Sydney Graham, an OA volunteer, recently attended a memorial service for the father he never met.
Edward Graham was killed during an ambush in Sicily on 13th August 1943. The Royal Irish Fusilier died aged 31, without knowing his wife had given birth to twin sons just 22 days before. Edward was initially posted as missing but was confirmed dead two years later. He was first buried at the roadside before being moved to an unnamed grave.
Sydney and his brother (also called Edward) spent years looking for the grave. They researched many records, but struggled to find relevant information. However, they eventually traced their father’s grave to Catania War Cemetery in Italy.
The twins recently attended a memorial service, where a new headstone was installed to replace the unnamed one.
Sydney said: “I felt relieved to finally find my father’s resting place. I’m sad that my mother never knew where he was buried, but at least everyone now knows. World War Two ended more than 70 years ago, and yet we are still feeling its effects. The ceremony at Catania brought closure after a search which lasted many, many years. Whilst I am sad that I never knew my father I am, nevertheless, very proud that he died fighting for freedom.”
Sydney is an Honorary Representatives (Hon Reps), the OA’s national network of volunteers, who provide a crucial link with beneficiaries.
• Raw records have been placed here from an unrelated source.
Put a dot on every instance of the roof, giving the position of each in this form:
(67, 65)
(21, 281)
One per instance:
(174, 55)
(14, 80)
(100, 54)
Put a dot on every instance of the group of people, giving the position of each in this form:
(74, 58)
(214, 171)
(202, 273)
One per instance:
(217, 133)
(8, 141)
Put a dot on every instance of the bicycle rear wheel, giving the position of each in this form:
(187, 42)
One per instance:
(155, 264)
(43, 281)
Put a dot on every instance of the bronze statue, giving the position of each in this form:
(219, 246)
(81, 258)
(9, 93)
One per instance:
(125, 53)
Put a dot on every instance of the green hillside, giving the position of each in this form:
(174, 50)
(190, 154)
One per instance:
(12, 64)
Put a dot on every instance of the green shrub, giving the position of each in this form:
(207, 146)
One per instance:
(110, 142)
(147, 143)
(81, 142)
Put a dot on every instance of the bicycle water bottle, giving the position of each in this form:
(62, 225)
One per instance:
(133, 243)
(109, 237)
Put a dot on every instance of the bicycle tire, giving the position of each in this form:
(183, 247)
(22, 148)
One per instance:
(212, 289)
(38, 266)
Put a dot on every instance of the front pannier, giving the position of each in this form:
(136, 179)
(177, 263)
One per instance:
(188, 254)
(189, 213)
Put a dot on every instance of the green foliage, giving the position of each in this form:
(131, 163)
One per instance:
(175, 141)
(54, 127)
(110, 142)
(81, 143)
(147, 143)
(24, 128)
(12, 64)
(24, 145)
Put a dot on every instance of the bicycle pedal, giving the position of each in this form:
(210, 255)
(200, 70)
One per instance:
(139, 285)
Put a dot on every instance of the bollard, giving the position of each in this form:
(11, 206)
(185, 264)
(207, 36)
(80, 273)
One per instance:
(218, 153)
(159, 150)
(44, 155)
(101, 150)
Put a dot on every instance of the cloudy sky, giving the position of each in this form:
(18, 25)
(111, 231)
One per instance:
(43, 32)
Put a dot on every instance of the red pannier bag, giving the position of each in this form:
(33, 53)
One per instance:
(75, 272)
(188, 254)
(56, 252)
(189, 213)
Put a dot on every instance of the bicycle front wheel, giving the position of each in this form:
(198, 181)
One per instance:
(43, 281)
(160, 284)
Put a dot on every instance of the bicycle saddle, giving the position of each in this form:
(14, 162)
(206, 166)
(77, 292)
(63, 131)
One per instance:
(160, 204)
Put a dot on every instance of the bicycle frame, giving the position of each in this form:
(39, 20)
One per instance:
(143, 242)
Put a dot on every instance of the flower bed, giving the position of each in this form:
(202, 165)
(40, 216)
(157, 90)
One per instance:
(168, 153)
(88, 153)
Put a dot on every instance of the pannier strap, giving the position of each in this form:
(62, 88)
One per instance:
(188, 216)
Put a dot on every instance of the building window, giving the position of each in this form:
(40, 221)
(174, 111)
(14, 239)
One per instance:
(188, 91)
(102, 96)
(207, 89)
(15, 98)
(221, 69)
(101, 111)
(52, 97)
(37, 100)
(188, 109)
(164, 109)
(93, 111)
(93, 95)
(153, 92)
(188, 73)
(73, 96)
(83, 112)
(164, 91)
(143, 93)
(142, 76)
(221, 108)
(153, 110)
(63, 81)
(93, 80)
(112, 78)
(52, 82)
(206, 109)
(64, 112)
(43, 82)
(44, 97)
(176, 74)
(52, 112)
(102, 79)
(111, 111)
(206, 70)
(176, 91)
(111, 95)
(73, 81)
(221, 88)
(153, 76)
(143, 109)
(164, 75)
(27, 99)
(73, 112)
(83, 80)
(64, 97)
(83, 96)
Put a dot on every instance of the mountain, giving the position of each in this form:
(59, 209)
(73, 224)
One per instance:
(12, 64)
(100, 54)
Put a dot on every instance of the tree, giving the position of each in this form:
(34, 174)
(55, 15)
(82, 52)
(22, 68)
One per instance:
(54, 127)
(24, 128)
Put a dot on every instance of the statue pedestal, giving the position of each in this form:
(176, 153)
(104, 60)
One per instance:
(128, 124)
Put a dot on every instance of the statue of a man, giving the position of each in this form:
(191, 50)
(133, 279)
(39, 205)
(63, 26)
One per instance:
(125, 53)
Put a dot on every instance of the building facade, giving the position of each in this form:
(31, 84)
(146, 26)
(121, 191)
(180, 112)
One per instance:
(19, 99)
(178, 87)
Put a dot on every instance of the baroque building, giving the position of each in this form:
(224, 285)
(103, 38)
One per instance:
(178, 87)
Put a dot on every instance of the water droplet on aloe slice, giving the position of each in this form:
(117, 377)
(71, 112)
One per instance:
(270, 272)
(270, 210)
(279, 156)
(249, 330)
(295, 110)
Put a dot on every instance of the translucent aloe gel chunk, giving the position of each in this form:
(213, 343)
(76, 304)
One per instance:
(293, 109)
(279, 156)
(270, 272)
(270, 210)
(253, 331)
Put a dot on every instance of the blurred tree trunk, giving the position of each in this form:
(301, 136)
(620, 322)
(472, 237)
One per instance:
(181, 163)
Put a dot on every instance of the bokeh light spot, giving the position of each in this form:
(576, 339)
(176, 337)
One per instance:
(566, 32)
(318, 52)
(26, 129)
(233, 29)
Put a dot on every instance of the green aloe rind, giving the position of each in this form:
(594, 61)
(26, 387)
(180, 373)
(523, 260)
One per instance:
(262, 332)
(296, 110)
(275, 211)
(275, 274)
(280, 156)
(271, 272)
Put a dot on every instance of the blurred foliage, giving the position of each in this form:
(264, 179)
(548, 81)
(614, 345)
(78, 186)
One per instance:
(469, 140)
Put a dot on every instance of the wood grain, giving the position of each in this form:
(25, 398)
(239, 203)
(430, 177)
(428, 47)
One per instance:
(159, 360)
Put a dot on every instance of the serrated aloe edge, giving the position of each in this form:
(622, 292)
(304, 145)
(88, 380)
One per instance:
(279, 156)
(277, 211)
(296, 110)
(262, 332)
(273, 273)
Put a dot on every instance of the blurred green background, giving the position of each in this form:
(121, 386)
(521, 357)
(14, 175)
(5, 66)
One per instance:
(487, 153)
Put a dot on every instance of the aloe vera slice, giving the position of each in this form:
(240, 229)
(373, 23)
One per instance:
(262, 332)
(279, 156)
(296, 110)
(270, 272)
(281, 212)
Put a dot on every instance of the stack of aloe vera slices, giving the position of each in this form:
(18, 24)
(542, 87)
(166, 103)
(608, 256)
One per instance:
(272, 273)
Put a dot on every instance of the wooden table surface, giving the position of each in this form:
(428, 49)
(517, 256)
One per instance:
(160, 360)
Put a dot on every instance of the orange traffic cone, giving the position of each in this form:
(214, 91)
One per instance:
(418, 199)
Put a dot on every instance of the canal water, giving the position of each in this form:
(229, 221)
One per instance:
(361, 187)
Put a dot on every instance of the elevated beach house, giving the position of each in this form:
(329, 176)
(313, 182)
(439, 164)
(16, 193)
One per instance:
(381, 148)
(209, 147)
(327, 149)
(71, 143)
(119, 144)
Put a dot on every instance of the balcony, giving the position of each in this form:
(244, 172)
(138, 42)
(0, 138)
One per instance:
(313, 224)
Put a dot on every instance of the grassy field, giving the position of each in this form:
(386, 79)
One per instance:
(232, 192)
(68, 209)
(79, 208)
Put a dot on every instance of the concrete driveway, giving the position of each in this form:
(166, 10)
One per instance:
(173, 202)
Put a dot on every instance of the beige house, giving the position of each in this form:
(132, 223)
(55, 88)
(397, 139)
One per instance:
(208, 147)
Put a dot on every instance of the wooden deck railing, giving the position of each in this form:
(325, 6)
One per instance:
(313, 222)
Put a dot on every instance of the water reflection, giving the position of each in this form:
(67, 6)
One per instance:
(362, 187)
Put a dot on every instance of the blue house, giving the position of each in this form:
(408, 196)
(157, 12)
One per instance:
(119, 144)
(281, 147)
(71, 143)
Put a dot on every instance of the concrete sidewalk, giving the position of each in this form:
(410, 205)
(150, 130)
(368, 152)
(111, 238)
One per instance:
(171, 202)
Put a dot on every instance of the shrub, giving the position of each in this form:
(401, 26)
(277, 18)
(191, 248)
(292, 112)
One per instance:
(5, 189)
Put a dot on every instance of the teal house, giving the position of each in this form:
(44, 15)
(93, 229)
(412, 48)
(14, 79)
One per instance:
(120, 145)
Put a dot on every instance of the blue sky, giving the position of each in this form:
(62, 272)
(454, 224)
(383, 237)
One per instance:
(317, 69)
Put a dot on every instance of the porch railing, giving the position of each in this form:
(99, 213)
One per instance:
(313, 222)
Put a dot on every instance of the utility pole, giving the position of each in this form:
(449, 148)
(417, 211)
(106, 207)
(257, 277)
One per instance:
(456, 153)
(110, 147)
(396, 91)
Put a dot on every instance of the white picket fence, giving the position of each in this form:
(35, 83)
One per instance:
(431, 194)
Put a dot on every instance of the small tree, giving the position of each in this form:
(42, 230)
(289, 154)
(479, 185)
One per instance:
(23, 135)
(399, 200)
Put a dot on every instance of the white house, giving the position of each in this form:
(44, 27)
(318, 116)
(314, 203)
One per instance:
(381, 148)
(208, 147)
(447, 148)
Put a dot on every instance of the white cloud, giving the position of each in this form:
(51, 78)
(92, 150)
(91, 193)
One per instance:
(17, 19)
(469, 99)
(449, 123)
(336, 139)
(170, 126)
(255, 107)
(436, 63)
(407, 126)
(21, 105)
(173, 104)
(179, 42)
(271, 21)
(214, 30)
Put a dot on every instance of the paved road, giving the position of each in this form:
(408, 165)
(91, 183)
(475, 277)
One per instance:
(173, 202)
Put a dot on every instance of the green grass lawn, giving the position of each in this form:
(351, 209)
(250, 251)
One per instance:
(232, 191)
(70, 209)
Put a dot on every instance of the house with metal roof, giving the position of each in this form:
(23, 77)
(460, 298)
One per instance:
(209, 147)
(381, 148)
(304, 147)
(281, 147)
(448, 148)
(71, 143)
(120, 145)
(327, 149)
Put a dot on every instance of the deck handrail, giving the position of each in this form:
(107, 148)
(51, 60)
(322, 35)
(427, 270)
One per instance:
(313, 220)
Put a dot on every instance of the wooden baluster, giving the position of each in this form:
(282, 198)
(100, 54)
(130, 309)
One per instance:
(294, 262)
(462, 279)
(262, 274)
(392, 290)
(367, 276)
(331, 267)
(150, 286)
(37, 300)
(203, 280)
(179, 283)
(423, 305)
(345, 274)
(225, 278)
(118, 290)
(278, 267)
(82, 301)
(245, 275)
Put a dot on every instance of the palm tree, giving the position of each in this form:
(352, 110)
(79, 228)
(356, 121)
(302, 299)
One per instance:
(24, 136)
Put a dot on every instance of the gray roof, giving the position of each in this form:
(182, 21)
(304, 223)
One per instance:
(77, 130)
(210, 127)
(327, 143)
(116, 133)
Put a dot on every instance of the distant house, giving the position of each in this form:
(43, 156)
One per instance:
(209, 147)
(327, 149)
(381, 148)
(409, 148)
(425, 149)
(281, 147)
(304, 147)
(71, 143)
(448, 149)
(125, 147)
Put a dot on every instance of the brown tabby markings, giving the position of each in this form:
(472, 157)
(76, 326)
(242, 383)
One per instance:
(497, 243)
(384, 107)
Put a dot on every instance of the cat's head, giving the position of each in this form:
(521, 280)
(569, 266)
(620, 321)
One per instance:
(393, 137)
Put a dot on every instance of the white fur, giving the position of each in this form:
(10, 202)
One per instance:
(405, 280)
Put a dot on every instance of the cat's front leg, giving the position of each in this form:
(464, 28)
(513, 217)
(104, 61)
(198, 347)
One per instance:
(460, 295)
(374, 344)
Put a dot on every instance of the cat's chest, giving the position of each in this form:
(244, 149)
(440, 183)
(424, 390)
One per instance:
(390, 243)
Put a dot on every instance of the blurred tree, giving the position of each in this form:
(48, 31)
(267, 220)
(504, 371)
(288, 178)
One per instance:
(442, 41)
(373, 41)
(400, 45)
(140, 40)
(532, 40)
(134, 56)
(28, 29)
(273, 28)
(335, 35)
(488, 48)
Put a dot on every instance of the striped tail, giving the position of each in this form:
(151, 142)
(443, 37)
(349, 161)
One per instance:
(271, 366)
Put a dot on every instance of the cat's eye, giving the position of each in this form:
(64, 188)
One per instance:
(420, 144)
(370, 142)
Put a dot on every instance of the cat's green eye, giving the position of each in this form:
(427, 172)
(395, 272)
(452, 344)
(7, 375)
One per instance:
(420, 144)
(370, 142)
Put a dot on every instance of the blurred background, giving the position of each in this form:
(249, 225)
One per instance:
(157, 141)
They help the OA Benevolence Team based in London to assess applicants’ needs by visiting people in their homes, nationwide and overseas. After a grant has been awarded, the visiting Hon Rep will complete an Annual Review to assess the beneficiary’s situation, and help us decide if they need further support.
Nigel Hare, OA Head of Benevolence, said: “Like all of our Hon Reps, Sydney selflessly helps former officers and their dependants in difficult situations. I was therefore saddened when I first learned of his family tragedy, but then pleased that Sydney and his brother have finally been able to pay respects to their father.”